Privacy Policy

Sunflower Hospitality Limited — Privacy Policy

Last Updated: 2026-04-26 10:57:28


1. Introduction

Sunflower Hospitality Limited ("Sunflower", "we", "our", or "us") operates a group of hotels and hospitality services across multiple cities. We are committed to protecting the privacy and personal data of our guests, website visitors, customers, partners, and all individuals who interact with our services.

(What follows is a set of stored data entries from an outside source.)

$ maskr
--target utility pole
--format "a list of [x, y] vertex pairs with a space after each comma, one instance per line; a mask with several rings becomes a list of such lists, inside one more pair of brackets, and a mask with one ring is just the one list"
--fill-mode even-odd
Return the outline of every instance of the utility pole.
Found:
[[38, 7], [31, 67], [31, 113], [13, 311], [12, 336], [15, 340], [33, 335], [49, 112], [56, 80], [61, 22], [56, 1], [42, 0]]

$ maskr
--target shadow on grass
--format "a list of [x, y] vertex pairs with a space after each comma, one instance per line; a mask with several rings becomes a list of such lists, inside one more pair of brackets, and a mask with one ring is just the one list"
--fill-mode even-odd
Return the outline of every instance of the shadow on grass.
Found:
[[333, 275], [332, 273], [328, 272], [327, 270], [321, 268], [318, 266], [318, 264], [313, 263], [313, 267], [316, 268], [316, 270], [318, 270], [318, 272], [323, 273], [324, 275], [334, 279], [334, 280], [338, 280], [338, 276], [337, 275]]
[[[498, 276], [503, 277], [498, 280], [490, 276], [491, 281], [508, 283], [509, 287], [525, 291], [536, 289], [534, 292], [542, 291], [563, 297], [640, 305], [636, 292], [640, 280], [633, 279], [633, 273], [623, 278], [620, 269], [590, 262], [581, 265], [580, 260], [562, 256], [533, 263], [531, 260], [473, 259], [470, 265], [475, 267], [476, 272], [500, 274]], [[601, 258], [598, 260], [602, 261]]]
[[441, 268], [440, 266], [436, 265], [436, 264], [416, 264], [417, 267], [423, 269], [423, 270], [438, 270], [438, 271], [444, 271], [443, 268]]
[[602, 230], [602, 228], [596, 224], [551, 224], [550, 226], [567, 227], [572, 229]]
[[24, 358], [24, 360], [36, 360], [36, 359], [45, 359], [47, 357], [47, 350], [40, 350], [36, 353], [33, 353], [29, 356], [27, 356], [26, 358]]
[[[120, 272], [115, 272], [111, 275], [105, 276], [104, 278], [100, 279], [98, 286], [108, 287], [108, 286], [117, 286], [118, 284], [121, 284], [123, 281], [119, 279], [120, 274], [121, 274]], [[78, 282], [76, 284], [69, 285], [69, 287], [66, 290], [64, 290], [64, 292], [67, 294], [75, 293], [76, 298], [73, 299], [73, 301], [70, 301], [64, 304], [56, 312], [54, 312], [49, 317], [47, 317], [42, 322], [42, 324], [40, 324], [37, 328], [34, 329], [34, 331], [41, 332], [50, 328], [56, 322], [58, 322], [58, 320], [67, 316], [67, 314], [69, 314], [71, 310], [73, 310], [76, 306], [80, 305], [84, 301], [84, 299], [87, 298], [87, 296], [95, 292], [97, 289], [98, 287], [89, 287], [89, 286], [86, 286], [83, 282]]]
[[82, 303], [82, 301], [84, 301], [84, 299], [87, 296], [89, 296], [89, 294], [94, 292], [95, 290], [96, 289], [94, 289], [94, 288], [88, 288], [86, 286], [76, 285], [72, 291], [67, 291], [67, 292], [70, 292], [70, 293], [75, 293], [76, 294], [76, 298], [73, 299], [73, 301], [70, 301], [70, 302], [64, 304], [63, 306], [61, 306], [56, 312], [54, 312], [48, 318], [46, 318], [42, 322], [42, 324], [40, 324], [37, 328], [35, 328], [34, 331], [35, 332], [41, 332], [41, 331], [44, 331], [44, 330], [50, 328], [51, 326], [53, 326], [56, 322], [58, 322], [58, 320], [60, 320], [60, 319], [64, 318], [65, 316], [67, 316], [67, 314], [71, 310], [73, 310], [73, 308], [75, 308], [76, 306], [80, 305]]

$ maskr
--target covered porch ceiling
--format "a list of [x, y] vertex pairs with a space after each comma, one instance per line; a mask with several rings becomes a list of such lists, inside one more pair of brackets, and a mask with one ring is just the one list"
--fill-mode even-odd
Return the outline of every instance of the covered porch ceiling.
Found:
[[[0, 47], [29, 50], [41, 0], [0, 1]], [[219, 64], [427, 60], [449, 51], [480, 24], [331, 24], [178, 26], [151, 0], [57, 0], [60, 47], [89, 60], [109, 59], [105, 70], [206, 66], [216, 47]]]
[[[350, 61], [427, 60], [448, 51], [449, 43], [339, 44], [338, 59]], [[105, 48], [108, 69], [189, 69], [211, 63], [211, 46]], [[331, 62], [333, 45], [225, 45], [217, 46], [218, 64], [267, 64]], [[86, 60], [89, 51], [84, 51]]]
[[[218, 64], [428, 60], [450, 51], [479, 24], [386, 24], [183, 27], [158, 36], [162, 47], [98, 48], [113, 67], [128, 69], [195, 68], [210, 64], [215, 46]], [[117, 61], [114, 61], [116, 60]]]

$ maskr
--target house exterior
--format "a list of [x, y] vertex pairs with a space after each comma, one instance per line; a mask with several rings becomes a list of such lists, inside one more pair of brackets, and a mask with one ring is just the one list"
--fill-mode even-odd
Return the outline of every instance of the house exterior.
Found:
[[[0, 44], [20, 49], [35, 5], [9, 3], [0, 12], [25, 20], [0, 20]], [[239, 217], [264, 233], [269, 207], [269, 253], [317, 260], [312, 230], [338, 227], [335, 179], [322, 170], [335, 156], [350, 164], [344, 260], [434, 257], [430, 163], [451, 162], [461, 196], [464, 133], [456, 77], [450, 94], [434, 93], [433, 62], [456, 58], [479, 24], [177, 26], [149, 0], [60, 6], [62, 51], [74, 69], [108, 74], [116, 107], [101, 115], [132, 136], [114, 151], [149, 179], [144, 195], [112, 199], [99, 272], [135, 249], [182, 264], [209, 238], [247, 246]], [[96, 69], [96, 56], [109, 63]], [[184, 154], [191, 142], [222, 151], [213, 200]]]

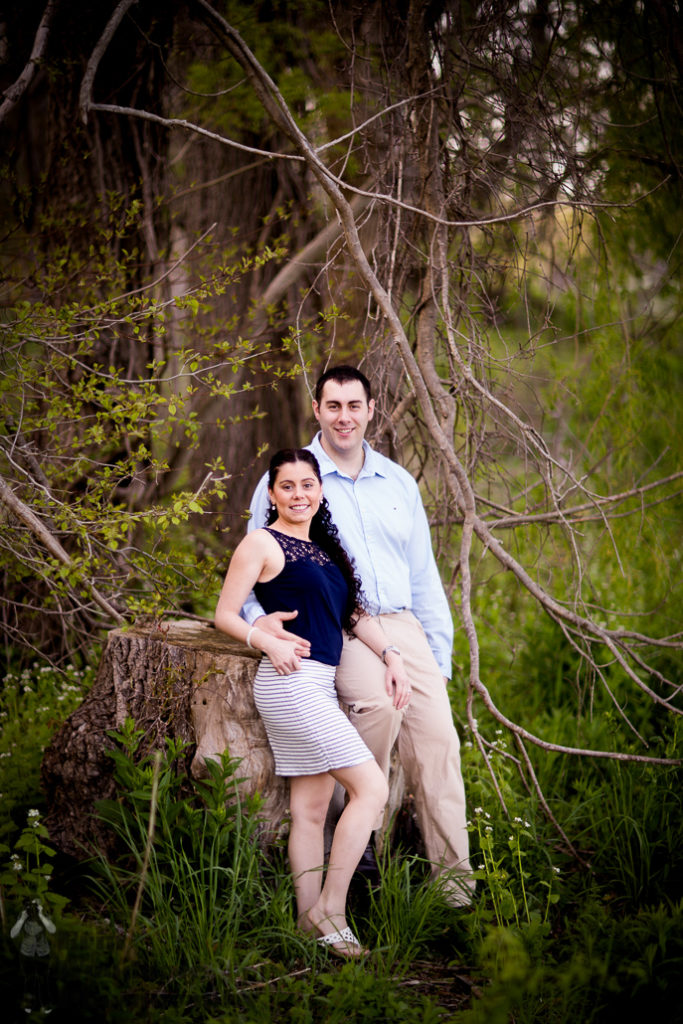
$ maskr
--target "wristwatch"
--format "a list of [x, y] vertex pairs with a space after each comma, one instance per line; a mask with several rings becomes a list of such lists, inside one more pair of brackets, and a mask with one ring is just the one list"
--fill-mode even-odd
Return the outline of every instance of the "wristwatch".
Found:
[[385, 647], [384, 650], [382, 651], [382, 661], [384, 662], [385, 665], [387, 663], [386, 655], [389, 653], [389, 651], [393, 651], [394, 654], [400, 654], [401, 653], [399, 651], [398, 647], [394, 647], [393, 644], [389, 644], [389, 646]]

This Privacy Policy explains how we collect, use, store, disclose, and safeguard your personal data when you:

  • Visit our websites
  • Make hotel reservations
  • Stay at our hotels
  • Use our services and facilities
  • Subscribe to newsletters
  • Fill contact forms
  • Make online payments
  • Participate in promotions
  • Communicate with us

This policy is designed to comply with the Nigeria Data Protection Regulation (NDPR) and applicable global data protection best practices.

2. Who We Are (Data Controller)

Sunflower Hospitality Limited is the data controller responsible for your personal data collected through our websites and hotel operations.

We determine how and why your personal data is processed.

Contact details are listed in Section 15 below.

3. Categories of Personal Data We Collect

We may collect and process the following categories of personal data:

A. Identity Information
  • Full name
  • Title
  • Gender
  • Date of birth
  • Nationality
  • Identification documents (where legally required)
B. Contact Information
  • Email address
  • Phone number
  • Residential or business address
  • Country and city
C. Booking & Stay Information
  • Reservation details
  • Check-in and check-out dates
  • Room preferences
  • Special requests
  • Loyalty membership details
  • Stay history
D. Payment Information
  • Payment card details (processed via secure payment gateways)
  • Billing address
  • Transaction records
  • Refund details
E. Account & Website Usage Data
  • Login credentials
  • IP address
  • Browser type
  • Device identifiers
  • Website behavior and navigation logs
F. Communication Data
  • Messages sent through contact forms
  • Emails and chat messages
  • Call records (where applicable)
G. Marketing Data
  • Newsletter preferences
  • Promotion participation
  • Survey responses

4. How We Collect Your Data

We collect personal data through:

  • Online booking forms
  • Contact forms
  • Newsletter signup forms
  • Account registration
  • Hotel check-in documents
  • Payment transactions
  • Customer service interactions
  • Website cookies and analytics tools
  • Third-party booking platforms
  • Travel agents and corporate partners

5. Lawful Basis for Processing (NDPR Compliance)

We process your data under one or more lawful bases:

  • Contract performance — to complete bookings and provide hotel services
  • Legal obligation — regulatory and tax compliance
  • Legitimate interest — service improvement and fraud prevention
  • Consent — newsletters, marketing, cookies
  • Vital interest — guest safety and emergency situations

6. How We Use Your Personal Data

We use your data to:

  • Process reservations and payments
  • Confirm and manage bookings
  • Provide hotel and hospitality services
  • Respond to inquiries and requests
  • Send booking confirmations and updates
  • Improve website performance
  • Conduct customer service operations
  • Send newsletters (with consent)
  • Personalize guest experience
  • Prevent fraud and abuse
  • Meet legal and regulatory obligations
  • Maintain security of guests and systems

7. Sharing of Personal Data

We may share personal data with:

Service Providers
  • Payment processors
  • IT providers
  • Cloud hosting providers
  • Email marketing platforms
  • Booking engine providers
Hospitality Operations Partners
  • Affiliated hotel branches
  • Management partners
  • Franchise operators (where applicable)
Legal & Regulatory Bodies
  • Law enforcement agencies
  • Government authorities
  • Courts and regulators when required
Business Transfers

In case of merger, acquisition, or restructuring.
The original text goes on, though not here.